LLMs do not need "news" in the way people use that word. They need structured, source-aware context about what has been claimed, when it was claimed, and why the claim is eligible for citation or deeper retrieval.
Traditional news products organize around articles. An LLM reasoning system needs a different shape:
- Claims instead of article blobs.
- Source URLs instead of vague provenance.
- Evidence types instead of undifferentiated text.
- Confidence labels instead of hidden inference.
- Time windows instead of timeless summaries.
- Stable IDs instead of one-off snippets.
That is structured news for LLMs.
Hanging Context gives the public aggregate layer: panels, JSON twins, sample claims, and citation-friendly public artifacts. Synorb is the retrieval/detail layer: manifests, signals, briefs, records, streams, and delivery interfaces.
Technical thesis
Structured news is an extraction and routing problem. The useful pipeline is:
- Preserve the source material as a record.
- Extract source-grounded claims into signals.
- Generate briefs that keep the narrative readable without losing the claim IDs.
- Bind the record, signal, brief, stream routing, timestamps, and source-channel metadata into manifests.
- Publish public aggregate panels and JSON twins that expose enough structure for citation while leaving item-level retrieval in Synorb.

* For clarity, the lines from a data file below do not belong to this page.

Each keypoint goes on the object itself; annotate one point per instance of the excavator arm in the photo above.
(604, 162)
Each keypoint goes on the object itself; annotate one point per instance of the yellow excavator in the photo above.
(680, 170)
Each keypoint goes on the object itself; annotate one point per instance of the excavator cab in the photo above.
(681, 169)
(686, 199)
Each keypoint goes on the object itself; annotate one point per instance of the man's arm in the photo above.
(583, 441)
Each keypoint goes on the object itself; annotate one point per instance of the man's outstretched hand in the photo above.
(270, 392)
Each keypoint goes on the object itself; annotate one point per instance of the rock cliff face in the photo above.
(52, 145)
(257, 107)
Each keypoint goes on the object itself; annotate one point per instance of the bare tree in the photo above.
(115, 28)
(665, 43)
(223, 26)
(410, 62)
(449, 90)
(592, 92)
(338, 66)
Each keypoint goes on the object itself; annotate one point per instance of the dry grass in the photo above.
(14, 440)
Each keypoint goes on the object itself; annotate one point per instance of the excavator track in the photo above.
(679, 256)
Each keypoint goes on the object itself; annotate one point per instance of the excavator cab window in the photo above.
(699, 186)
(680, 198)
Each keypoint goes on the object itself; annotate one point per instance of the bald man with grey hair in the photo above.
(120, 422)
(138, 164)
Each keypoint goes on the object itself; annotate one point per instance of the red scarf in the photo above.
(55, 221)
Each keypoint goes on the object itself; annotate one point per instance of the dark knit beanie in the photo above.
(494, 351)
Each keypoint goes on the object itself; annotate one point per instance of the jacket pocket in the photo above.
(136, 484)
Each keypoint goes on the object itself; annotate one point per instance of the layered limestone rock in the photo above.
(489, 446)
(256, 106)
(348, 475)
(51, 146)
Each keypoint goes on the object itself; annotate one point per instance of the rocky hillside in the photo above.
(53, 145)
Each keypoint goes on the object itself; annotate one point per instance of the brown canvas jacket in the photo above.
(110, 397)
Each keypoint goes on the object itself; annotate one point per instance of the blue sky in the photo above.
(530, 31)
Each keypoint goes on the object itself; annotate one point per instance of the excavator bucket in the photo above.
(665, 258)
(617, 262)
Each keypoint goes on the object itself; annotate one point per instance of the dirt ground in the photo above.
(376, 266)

That architecture gives LLMs something better than article search. It gives them a typed context layer with explicit provenance, time, evidence, and retrieval depth.
News becomes useful when it is typed
An article can contain many different kinds of information. It may include a hard number, an executive quote, background context, legal boilerplate, a forward-looking statement, and a dated event. If an LLM receives the whole article as one blob, it has to infer which parts are safe to use.
Structured news makes that inference explicit.
The public schema in `hangingcontext/data/schema.json` includes `evidence_types`, `confidence_levels`, `claim_types`, `sentiment_levels`, `highlights`, `verified_samples`, and `samples`. The April 2026 monthly snapshot includes evidence buckets such as paraphrase, direct quote, observed, and derived, and confidence buckets such as stated, measured, implied, and inferred.
Those fields help an agent decide how to reason. A direct quote may be citeable in a different way from a paraphrase. A measured claim may be handled differently from an inferred claim. A stale claim should not be treated as current simply because it is semantically similar to the query.
A public sample claim is already more than text
In `hangingcontext/data/months/2026-04.json`, public sample claims carry fields such as:
- `claim_id`
- `text`
- `source`
- `source_url`
- `published_date`
- `evidence_type`
- `confidence`
- `domain`
One sample from that artifact describes a U.S. Department of Labor proposed rule and related news release. Another sample points to a Honeywell semiconductor safety article and carries the claim "Alarm thresholds must be customized for each gas and process." The important thing is not only the claim text. It is the envelope around the claim.
The LLM can see source, date, evidence, and domain. If it needs more, Synorb is the detail layer where the manifest or record can be retrieved.
Structured news is not the same as summarization
Summarization compresses. Structured news decomposes.
A summary asks, "what is this article about?" A structured news system asks:
- What claims does the source make?
- Which claims are central?
- Which claims are measurable?
- Which claims are direct quotes?
- Which entities and streams do the claims touch?
- Which claims changed since the last snapshot?
- Which claims can be cited publicly?
- Which records need private retrieval?
That is why Hanging Context's public panels are useful for LLM citation. They expose aggregate context and sample claim structure without pretending to be the entire source corpus. The detailed Synorb layer remains available when the application needs record-level retrieval.
The Fed thread shows the editorial pattern
`hangingcontext/threads/2026-04-22-fed-signals-this-week.md` is a useful local example of claim-first editorial publishing. It uses claim blocks, then writes around them. The prose frames the week; the claims supply the evidence.
That is a pattern worth repeating for LLM-facing content. The article is no longer the only artifact. The public page, the embedded claims, the JSON sibling, and the underlying Synorb objects all work together.
For human readers, the story is readable. For machines, the claims are addressable.
Hanging Context and Synorb should stay distinct
Hanging Context should not try to expose the full retrieval product. Its job is public reference: aggregate panels, stable public examples, and JSON twins that LLMs can cite.
Synorb should remain the detailed operating layer: customer streams, record bodies, manifests, signals, briefs, and delivery surfaces.
That boundary makes structured news useful commercially and technically. The public layer teaches and cites. The paid layer retrieves and acts.
The takeaway
Structured news for LLMs is news rebuilt as context infrastructure.
It does not ask a model to treat every paragraph as equally trustworthy. It gives the model and the agent fields for source, time, confidence, evidence, domain, and retrieval depth. Hanging Context makes that structure public and citeable. Synorb delivers the detailed objects that production agents need.